BitHydra: Towards Bit-flip Inference Cost Attack against Large Language Models
This addresses a security vulnerability in widely deployed LLMs, particularly in shared MLaaS environments, by enabling stealthy and realistic attacks that could increase operational costs for all users.
The paper tackles the problem of inference cost attacks on large language models (LLMs) by introducing a bit-flip attack that modifies model weights to induce persistent overhead for all users, achieving scalable cost inflation with only a few bit flips across 11 LLMs.
Large language models (LLMs) are widely deployed, but their growing compute demands expose them to inference cost attacks that maximize output length. We reveal that prior attacks are fundamentally self-targeting because they rely on crafted inputs, so the added cost accrues to the attacker's own queries and scales poorly in practice. In this work, we introduce the first bit-flip inference cost attack that directly modifies model weights to induce persistent overhead for all users of a compromised LLM. Such attacks are stealthy yet realistic in practice: for instance, in shared MLaaS environments, co-located tenants can exploit hardware-level faults (e.g., Rowhammer) to flip memory bits storing model parameters.

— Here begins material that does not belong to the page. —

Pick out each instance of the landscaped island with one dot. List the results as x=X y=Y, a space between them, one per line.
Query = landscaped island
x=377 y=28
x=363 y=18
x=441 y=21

We instantiate this attack paradigm with BitHydra, which (1) minimizes a loss that suppresses the end-of-sequence token (i.e., EOS) and (2) employs an efficient yet effective critical-bit search focused on the EOS embedding vector, sharply reducing the search space while preserving benign-looking outputs. We evaluate across 11 LLMs (1.5B-14B) under int8 and float16, demonstrating that our method efficiently achieves scalable cost inflation with only a few bit flips, while remaining effective even against potential defenses.